Style Tips

Kate and Charlotte’s Wimbledon looks inspire breezy wedding-guest dresses

Kate and Charlotte just gave flutter sleeves their strongest royal endorsement yet, and the silhouette looks made for breezy, polished wedding-guest dressing.

Mia Chen··3 min read
Published
Listen to this article0:00 min
Kate and Charlotte’s Wimbledon looks inspire breezy wedding-guest dresses
Photo illustration
This article contains affiliate links, marked with a blue dot. We may earn a small commission at no extra cost to you.

At the men’s singles final at the All England Lawn Tennis and Croquet Club in London, Catherine, Princess of Wales, Prince William, Prince George, and Princess Charlotte all showed up for Wimbledon’s last day in looks that felt polished, light, and carefully judged. Kate and Princess Charlotte made flutter sleeves look like the smartest move in summer occasionwear.
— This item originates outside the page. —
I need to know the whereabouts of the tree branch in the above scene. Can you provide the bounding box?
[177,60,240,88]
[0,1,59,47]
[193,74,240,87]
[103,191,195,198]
Flutter sleeves are the whole point

Wimbledon ran for 14 days, from Monday, June 29, to Sunday, July 12, and the final-day family appearance gave this dress shape a very public stamp of approval. Kate wore a bespoke green Emilia Wickstead cape dress, while Charlotte wore a bright blue bespoke look with flutter or capped sleeves. Charlotte’s dress recalled Jenny Packham, a designer already familiar in Kate’s orbit.

Flutter sleeves add movement without fuss, and they keep the upper arm covered in a way that still feels airy when the temperature climbs. That makes the silhouette work well for wedding guest dressing: it looks finished, not stiff.

Coastal grandmother, without trying too hard

The look is soft but not sloppy, feminine but not sugary, and quiet in a way that still reads expensive. Charlotte’s bright cobalt dress and Kate’s rich green Emilia Wickstead look both sat in that lane: knee-length, polished, and easy on the eye without any heavy embellishment.

That balance makes the silhouette feel current rather than precious. The coastal-grandmother version of occasion dressing is not about piling on linen and calling it a mood. It is about clothes that move when you walk, cover the places you may not want to show, and still feel smart enough for a ceremony, a terrace lunch, or a July wedding that starts in daylight and ends after sunset.

How to shop the look

If you want the royal effect, start with shape before color. Flutter sleeves and capped sleeves do three jobs at once: they soften the shoulder line, give the dress motion, and make a sleeveless cut feel more dressed up. Keep the length knee-length or just below, because that is where the Wimbledon looks landed between formal and easy.

A few clear shopping rules make the difference:

Related photo
Source: people.com
  • Pick a fabric with drape, so the sleeves flutter instead of sticking out.
  • Choose a bodice that fits cleanly through the waist and lets the sleeve do the visual work.
  • Keep the neckline simple if the sleeve already has volume.
  • Reach for one strong color, like cobalt or green, if you want the dress to look polished without relying on print.

Designer references

Kate’s Emilia Wickstead dress is a useful reference because Wickstead understands occasionwear that looks sharp in daylight. The lines stay clean, the shape feels deliberate, and the result never looks overworked. Jenny Packham sits at the other end of the same spectrum, with more romance and a softer finish, which suits Charlotte’s look.

You can go a little more tailored if you want the dress to feel modern, or a little more floaty if you want the coastal-grandmother ease to come through.

Charlotte and the family resemblance

Charlotte has already echoed Kate at Wimbledon and beyond. Last year, her Wimbledon sundress echoed Kate’s 2022 Emilia Wickstead polo look, and this year her 2026 outfit also invited a Princess Diana comparison because of its ruffled, floaty quality.

This article was produced by Prism’s automated news system from verified source data, official records, and press releases, then run through automated quality and moderation checks before publishing. The system is built and supervised by the people who set the standards it runs under. Read our full AI policy.

Did this article answer your question?